Aveva il negozio di articoli religiosi, statue, pissidi, calici, all’angolo della piazza. In vetrina campeggiavano statue e statuette di santi, cosa che le aveva guadagnato il soprannome con cui era nota.
Vendeva anche abitini ex voto per i bambini guariti da una malattia. Un tempo erano tanti i bambini che venivano mandati in giro vestiti da francescani, con la chierica in testa, per testimoniare di un miracolo ricevuto. E qualche bambino l’aveva bella grande, la chierica, segno di un gran miracolo ricevuto.
C’erano tanti preti, all’epoca, e tutti avevano bisogno di una tunica, di una casula, di un calice… un negozio di articoli religiosi aveva di che vivere anche in una città non grandissima come San Donà.

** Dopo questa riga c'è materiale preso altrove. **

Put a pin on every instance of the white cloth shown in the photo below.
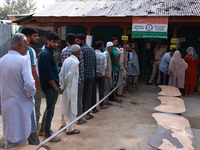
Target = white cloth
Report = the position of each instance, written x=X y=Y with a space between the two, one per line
x=17 y=88
x=133 y=64
x=101 y=62
x=69 y=83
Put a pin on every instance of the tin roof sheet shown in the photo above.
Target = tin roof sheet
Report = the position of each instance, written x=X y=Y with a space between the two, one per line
x=121 y=8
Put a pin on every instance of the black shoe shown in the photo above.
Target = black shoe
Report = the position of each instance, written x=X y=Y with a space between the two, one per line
x=148 y=83
x=157 y=84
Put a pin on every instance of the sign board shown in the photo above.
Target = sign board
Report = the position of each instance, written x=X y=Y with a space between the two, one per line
x=149 y=27
x=174 y=40
x=173 y=46
x=124 y=37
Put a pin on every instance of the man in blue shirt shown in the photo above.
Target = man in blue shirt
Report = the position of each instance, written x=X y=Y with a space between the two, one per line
x=89 y=71
x=164 y=64
x=49 y=80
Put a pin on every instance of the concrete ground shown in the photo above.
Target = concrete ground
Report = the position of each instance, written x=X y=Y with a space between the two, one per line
x=123 y=126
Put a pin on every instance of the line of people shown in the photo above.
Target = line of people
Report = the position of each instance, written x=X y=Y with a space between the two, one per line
x=23 y=75
x=174 y=70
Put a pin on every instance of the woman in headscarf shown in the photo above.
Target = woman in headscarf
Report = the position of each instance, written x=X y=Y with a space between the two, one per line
x=191 y=73
x=177 y=67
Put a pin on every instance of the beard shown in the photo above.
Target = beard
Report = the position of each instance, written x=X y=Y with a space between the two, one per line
x=53 y=47
x=32 y=42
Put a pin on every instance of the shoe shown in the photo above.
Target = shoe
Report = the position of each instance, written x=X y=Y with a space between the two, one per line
x=148 y=83
x=54 y=139
x=82 y=121
x=41 y=132
x=104 y=107
x=73 y=132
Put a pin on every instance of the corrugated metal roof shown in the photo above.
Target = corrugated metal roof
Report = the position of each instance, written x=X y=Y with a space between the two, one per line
x=121 y=8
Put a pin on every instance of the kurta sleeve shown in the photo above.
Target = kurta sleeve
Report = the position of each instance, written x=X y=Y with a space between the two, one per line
x=47 y=62
x=67 y=74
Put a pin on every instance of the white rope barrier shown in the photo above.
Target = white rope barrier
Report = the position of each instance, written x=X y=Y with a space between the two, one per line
x=71 y=123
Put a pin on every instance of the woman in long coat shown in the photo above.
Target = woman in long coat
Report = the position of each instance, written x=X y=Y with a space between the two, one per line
x=191 y=73
x=177 y=67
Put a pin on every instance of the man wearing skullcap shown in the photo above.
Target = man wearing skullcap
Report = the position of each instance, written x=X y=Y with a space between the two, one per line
x=69 y=76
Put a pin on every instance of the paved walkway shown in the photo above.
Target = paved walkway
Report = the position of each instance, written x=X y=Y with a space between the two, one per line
x=123 y=126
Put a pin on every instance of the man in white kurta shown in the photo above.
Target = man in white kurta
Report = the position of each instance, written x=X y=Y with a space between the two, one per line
x=69 y=85
x=17 y=89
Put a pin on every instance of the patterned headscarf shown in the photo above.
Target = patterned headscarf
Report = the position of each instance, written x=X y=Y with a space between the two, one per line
x=191 y=51
x=177 y=65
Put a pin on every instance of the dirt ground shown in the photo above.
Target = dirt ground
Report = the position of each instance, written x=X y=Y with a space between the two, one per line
x=123 y=126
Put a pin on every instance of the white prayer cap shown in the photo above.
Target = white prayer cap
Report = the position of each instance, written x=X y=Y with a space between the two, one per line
x=75 y=48
x=108 y=44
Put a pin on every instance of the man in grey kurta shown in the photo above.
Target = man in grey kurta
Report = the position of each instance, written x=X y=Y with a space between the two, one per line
x=17 y=89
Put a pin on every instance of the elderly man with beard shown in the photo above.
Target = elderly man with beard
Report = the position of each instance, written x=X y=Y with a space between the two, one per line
x=49 y=80
x=17 y=89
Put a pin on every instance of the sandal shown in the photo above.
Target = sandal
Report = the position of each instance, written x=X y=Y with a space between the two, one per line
x=82 y=121
x=104 y=107
x=108 y=103
x=46 y=147
x=118 y=100
x=73 y=132
x=90 y=117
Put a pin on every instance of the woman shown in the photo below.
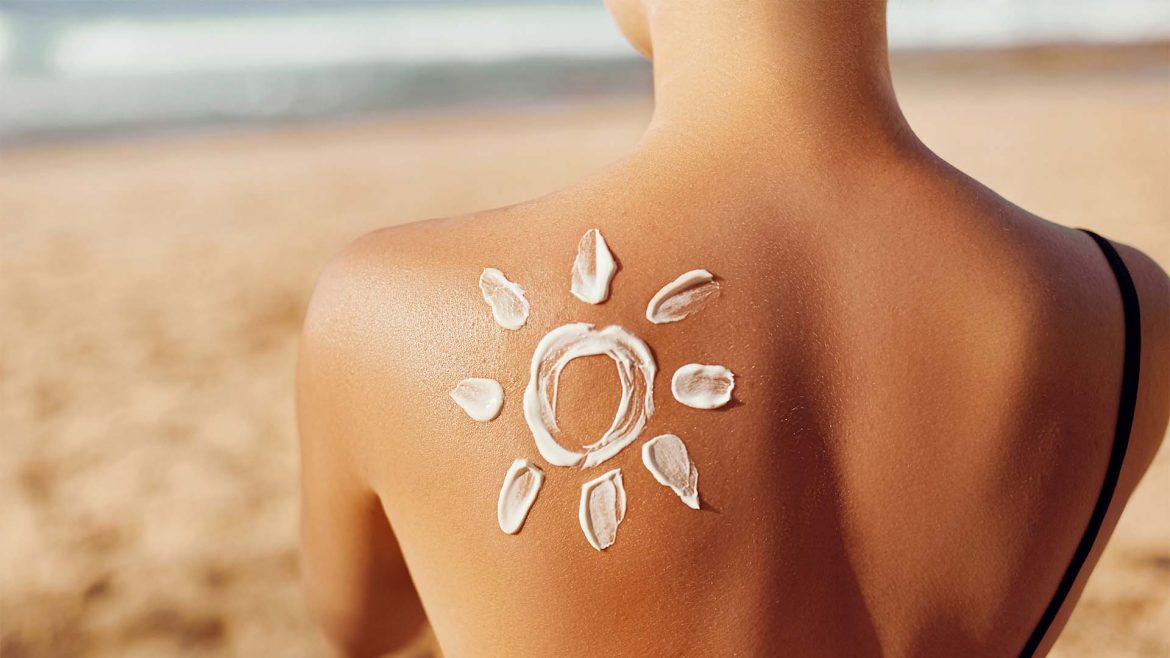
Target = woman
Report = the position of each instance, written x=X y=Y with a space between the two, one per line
x=941 y=403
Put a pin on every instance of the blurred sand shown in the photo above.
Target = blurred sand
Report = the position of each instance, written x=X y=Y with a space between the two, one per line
x=151 y=294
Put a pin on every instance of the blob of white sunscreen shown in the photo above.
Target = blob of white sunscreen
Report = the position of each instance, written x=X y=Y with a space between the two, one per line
x=682 y=296
x=702 y=386
x=666 y=458
x=601 y=508
x=635 y=371
x=507 y=299
x=593 y=268
x=517 y=494
x=481 y=398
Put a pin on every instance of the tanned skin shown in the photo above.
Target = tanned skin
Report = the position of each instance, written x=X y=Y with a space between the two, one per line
x=927 y=376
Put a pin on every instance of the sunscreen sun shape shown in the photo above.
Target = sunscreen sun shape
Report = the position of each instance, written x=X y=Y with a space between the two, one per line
x=635 y=371
x=687 y=294
x=702 y=386
x=593 y=268
x=481 y=398
x=517 y=494
x=509 y=306
x=666 y=458
x=601 y=508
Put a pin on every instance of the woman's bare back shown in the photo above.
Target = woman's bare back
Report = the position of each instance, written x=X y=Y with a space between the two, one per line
x=926 y=390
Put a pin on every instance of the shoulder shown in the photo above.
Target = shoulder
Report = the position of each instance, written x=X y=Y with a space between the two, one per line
x=1153 y=410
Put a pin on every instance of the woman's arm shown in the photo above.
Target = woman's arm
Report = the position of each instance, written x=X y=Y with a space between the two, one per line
x=353 y=575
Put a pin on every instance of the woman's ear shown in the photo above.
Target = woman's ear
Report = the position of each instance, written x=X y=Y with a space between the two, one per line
x=632 y=21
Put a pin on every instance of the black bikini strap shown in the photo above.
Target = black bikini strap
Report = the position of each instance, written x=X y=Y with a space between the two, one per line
x=1129 y=376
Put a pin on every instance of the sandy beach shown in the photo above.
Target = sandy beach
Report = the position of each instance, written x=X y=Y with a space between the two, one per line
x=152 y=290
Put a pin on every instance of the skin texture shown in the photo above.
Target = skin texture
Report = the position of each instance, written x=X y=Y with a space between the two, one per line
x=927 y=383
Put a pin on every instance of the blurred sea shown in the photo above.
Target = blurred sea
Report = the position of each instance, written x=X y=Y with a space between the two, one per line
x=73 y=67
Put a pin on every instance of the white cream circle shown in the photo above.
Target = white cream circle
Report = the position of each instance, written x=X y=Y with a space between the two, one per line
x=635 y=370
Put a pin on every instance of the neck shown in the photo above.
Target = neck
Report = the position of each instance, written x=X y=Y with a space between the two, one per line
x=782 y=75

Poiché, per ragioni del suo mestiere, era spesso in canonica, e spesso Monsignor Saretta si trovava a passare per il suo negozio, le malelingue sussurravano che la Maria dei Santi fosse l’amante di Saretta.
Poi i preti diminuirono e aumentarono gli operai, e il negozio della Maria dei Santi non riuscì più a stare sul mercato; lo vendette e divenne “Tutto per l’operaio”. Oggi è il negozio di Madotto.